こんな映画は見ちゃいけない!

映画ライター・福本ジローによる、ハリウッドの大作から日本映画の小品までスポットを当てる新作映画専門批評サイト。

リボルバー

otello2008-06-24

リボルバー REVOLVER

ポイント ★*
DATE 08/6/21
THEATER 109KW
監督 ガイ・リッチー
ナンバー 149
出演 ジェイスン・ステイサム/レイ・リオッタ/ヴィンセント・パストーレ/アンドレ・ベンジャミン
批評 ネタばれ注意! 結末に触れています


スタイリッシュな映像と謎めいた登場人物、過去の格言を引用し頭脳を駆使して悪党を手玉に取る。さらに二転三転する展開にアニメーションまで加えて、新感覚のバイオレンス&ミステリー&アクション&サスペンス映画にする予定だったのだろう。しかし、大掛かりな仕掛けで観客をだますつもりだった脚本家が、結局一生懸命考えたプロットに収拾が付かなくなってしまい、物語の後半は主人公がアイデンティティクライシスに陥って延々と無意味な禅問答を繰り返す。おまけに彼の仇敵まで分裂した別人格に悩まされた挙句、自己崩壊を起こしてしまう始末。テーマを知的なコンゲームに絞るべきだった。


7年間の服役中チェスとペテンを学んだジェイクは、出所後マカというギャングのカジノで勝負に出て大金を得る。マカが報復に出たところザックとアヴィという2人組に救われて協力することを求められる。彼らはマカの麻薬を盗み、更にギャングの同士の取引の現場を襲う。
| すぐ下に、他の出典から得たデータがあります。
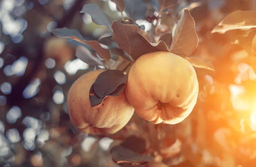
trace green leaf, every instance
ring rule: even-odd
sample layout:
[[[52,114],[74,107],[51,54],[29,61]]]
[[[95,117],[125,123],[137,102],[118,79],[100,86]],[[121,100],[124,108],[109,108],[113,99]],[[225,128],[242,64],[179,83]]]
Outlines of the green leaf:
[[[94,82],[94,92],[97,96],[103,98],[109,95],[120,85],[125,83],[128,75],[120,71],[107,70],[101,73]]]
[[[130,48],[131,56],[135,60],[145,54],[159,51],[169,51],[164,42],[160,41],[158,43],[150,42],[139,33],[137,33],[131,40]]]
[[[175,6],[178,3],[178,0],[159,0],[160,8],[165,10]]]
[[[77,30],[64,28],[55,29],[52,33],[57,37],[71,39],[90,46],[94,50],[101,58],[105,60],[108,64],[108,63],[111,58],[110,51],[102,47],[97,41],[86,40]]]
[[[99,40],[98,41],[102,44],[108,46],[113,54],[118,55],[129,62],[132,62],[131,57],[119,48],[116,42],[113,40],[112,36],[104,37]]]
[[[198,39],[195,32],[195,21],[187,9],[178,21],[170,51],[188,56],[197,47]]]
[[[254,37],[253,39],[252,42],[252,49],[251,49],[251,56],[256,57],[256,35],[254,35]]]
[[[238,10],[228,14],[214,27],[212,33],[224,34],[230,30],[249,30],[256,28],[256,11]]]
[[[121,145],[113,147],[111,153],[113,160],[118,164],[126,162],[140,164],[154,159],[153,157],[140,154]]]
[[[113,40],[116,42],[120,48],[129,54],[131,54],[130,46],[131,39],[137,33],[140,34],[148,41],[152,41],[147,32],[141,30],[135,25],[124,24],[115,21],[112,24],[112,28],[114,31]]]
[[[90,15],[93,21],[99,25],[107,26],[110,33],[112,34],[113,30],[111,28],[113,20],[110,18],[96,3],[88,3],[84,6],[80,13],[86,13]]]

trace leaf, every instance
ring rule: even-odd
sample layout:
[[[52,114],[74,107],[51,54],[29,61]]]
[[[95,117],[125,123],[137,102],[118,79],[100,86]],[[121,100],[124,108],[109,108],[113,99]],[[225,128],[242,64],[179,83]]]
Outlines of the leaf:
[[[128,75],[120,71],[107,70],[101,73],[94,82],[94,92],[103,98],[113,93],[118,86],[127,81]]]
[[[116,89],[109,94],[103,98],[98,96],[94,91],[94,83],[93,83],[90,89],[89,98],[92,107],[94,107],[101,104],[105,98],[108,96],[116,96],[119,95],[123,91],[125,86],[125,84],[121,84],[116,88]]]
[[[136,60],[141,55],[159,51],[169,52],[166,45],[162,41],[151,43],[140,34],[137,33],[131,42],[131,56]]]
[[[94,56],[86,48],[78,46],[76,48],[76,56],[85,63],[91,65],[99,65],[105,66],[103,62]]]
[[[162,10],[175,6],[177,3],[178,0],[159,0],[160,8]]]
[[[250,55],[253,49],[253,40],[255,34],[256,34],[256,30],[252,31],[245,37],[237,37],[234,43],[241,46],[248,54]]]
[[[198,68],[205,68],[214,71],[213,65],[209,62],[207,63],[201,59],[196,57],[184,57],[192,65]]]
[[[113,54],[121,57],[126,60],[132,62],[133,59],[131,57],[122,50],[119,48],[116,42],[113,40],[112,36],[101,38],[99,40],[99,42],[108,46]]]
[[[172,33],[166,32],[163,34],[159,39],[159,41],[163,41],[166,44],[166,45],[169,48],[171,46],[172,41]]]
[[[139,27],[142,31],[144,31],[145,29],[145,25],[142,25],[141,26],[139,25],[138,25],[138,24],[136,23],[134,21],[134,20],[132,19],[129,19],[128,20],[125,20],[125,21],[122,20],[121,21],[121,23],[124,24],[132,24],[132,25],[136,25],[138,26],[138,27]]]
[[[251,55],[256,57],[256,35],[254,36],[252,42]]]
[[[172,28],[174,25],[174,18],[171,15],[163,12],[161,15],[161,24],[170,29]]]
[[[90,89],[89,99],[92,107],[99,105],[104,99],[105,97],[101,98],[99,97],[94,92],[94,84],[93,83]]]
[[[195,21],[189,11],[185,10],[175,29],[170,51],[186,56],[190,54],[198,42],[195,28]]]
[[[159,0],[161,10],[172,8],[177,5],[178,0]]]
[[[125,4],[124,0],[111,0],[116,4],[116,9],[121,12],[125,9]]]
[[[113,147],[111,153],[113,160],[118,164],[127,162],[140,164],[154,159],[153,157],[140,154],[121,145]]]
[[[138,153],[142,153],[146,150],[145,140],[135,136],[129,136],[120,145]]]
[[[80,13],[86,13],[90,15],[93,21],[98,25],[107,26],[111,34],[113,30],[111,28],[113,20],[102,10],[96,3],[88,3],[84,6]]]
[[[139,33],[149,41],[152,40],[147,32],[141,30],[137,25],[122,24],[115,21],[112,24],[114,31],[113,39],[116,42],[119,48],[130,54],[130,45],[132,38]]]
[[[147,6],[144,0],[125,0],[126,8],[125,11],[134,20],[144,19]]]
[[[149,2],[152,7],[158,11],[175,6],[178,0],[149,0]]]
[[[256,28],[256,11],[238,10],[228,14],[214,27],[212,33],[224,34],[233,30],[249,30]]]
[[[55,29],[52,33],[57,37],[71,39],[90,46],[99,54],[100,57],[108,63],[111,58],[110,51],[102,47],[97,41],[86,40],[77,30],[64,28]]]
ザックとアヴィはなぜかジェイクの一歩先を常に読み、ジェイクを思い通りに動かす。それだけでなくマカや中国系ギャングも操り、巧みに相打ちさせる。この2人こそ獄中でジェイクにチェスとペテンを教えた張本人で、ジェイクが2人のアイデアを融合させて作り上げたプランを横取りした上でジェイクに実行させるという狡猾な存在だったというのがオチなのだが、ギャングたちも恐れるゴールドという黒幕を実在するかのように偽装したところが目新しい。ギャングたちはゴールドの影におびえ暴走した上で自滅する。だが、まさにそこがジェイクの練ったプランのミソなのに、ジェイク自身がその陥穽に落ちるといううお粗末さだ。


真実が分からないままずるずると運命に引きずられるように事件に巻き込まれていく不安、選択した結果が実は相手の思う壺だったという悔しさ、そして自分の頭で考えれば考えるほど混乱していく矛盾。犯罪を通じて人間の深層心理を読み解く試みは野心的だが、監督が途中で投げ出してしまった様な印象を受ける。